Avec Masaccio et Donatello, Brunelleschi fonde un nouveau système de représentation du monde: sa conception géométrique de l’espace (perspective) intéresse aussi la pensée et la recherche scientifique du XVe siècle. Le relief du Sacrifice d’Isaac , composé pour le concours de 1401, révèle déjà l’attitude polémique du jeune sculpteur à l’égard du gothique tardif, sa volonté de se rattacher à la source toscane plus ancienne de Giovanni Pisano, sa nouvelle interprétation des situations historiques comme déterminant une nouvelle image, plus synthétique, de l’espace. C’est avec des procédés inédits de relevés qu’il étudia les monuments antiques de Rome, s’intéressant particulièrement à la disposition planimétrique et aux rapports des éléments, ainsi qu’aux techniques de construction.

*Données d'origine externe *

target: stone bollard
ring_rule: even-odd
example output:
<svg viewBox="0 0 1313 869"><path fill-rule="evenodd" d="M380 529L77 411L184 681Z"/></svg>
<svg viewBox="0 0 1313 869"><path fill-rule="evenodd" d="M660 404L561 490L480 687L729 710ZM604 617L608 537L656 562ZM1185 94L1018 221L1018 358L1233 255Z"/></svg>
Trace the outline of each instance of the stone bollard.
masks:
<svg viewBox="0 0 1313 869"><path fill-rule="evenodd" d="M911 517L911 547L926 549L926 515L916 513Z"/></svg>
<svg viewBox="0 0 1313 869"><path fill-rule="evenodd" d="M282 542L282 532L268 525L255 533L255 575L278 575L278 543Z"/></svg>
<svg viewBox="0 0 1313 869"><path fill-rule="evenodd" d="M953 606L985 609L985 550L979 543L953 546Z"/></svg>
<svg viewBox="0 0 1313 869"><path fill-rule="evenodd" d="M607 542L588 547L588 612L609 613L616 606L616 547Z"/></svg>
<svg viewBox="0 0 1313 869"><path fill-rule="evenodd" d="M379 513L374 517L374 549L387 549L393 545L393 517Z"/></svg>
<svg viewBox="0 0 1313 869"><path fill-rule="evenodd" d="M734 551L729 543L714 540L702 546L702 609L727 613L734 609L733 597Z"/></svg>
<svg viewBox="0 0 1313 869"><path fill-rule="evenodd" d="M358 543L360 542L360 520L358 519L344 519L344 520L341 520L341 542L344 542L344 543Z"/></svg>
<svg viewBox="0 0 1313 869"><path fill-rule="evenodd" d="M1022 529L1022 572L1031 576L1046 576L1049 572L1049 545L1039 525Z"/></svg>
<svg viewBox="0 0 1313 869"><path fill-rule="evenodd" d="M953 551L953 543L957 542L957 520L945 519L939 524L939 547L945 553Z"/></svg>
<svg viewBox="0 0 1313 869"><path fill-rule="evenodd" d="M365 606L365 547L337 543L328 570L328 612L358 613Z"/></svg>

Brunelleschi partagea avec les premiers humanistes l’idéal de la cité, témoignage historique et réalité politique; avec Nanni di Banco et Donatello, il prôna le «retour à l’Antiquité», non comme évocation littéraire, mais comme interprétation historique. Il est le premier «spécialiste» de l’application technique: avec lui naît la figure de l’«ingénieur». Il fut l’ami de savants tels que les mathématiciens Giannozzo Manetti et Paolo del Pozzo Toscanelli; ce dernier appliqua les procédés perspectifs de Brunelleschi à la représentation cartographique. Toutes les sources attribuent à Brunelleschi l’invention de la perspective et son application à la peinture; on possède même des descriptions de travaux expérimentaux accomplis dans ce domaine. La perspective de Brunelleschi, qui constitua le fondement théorique du traité De la peinture d’Alberti, présuppose la connaissance de l’abondante littérature traitant de la perspective en tant que science comprenant toute la phénoménologie de la vision. Brunelleschi sépara la perspective de l’optique, en la posant comme une construction et une représentation géométrique de l’espace sur le plan. Appliquée à l’architecture, elle vaut comme principe de la distribution, à intervalles réguliers, des éléments portants, et comme réduction des rapports de poids et de poussées à un système en équilibre.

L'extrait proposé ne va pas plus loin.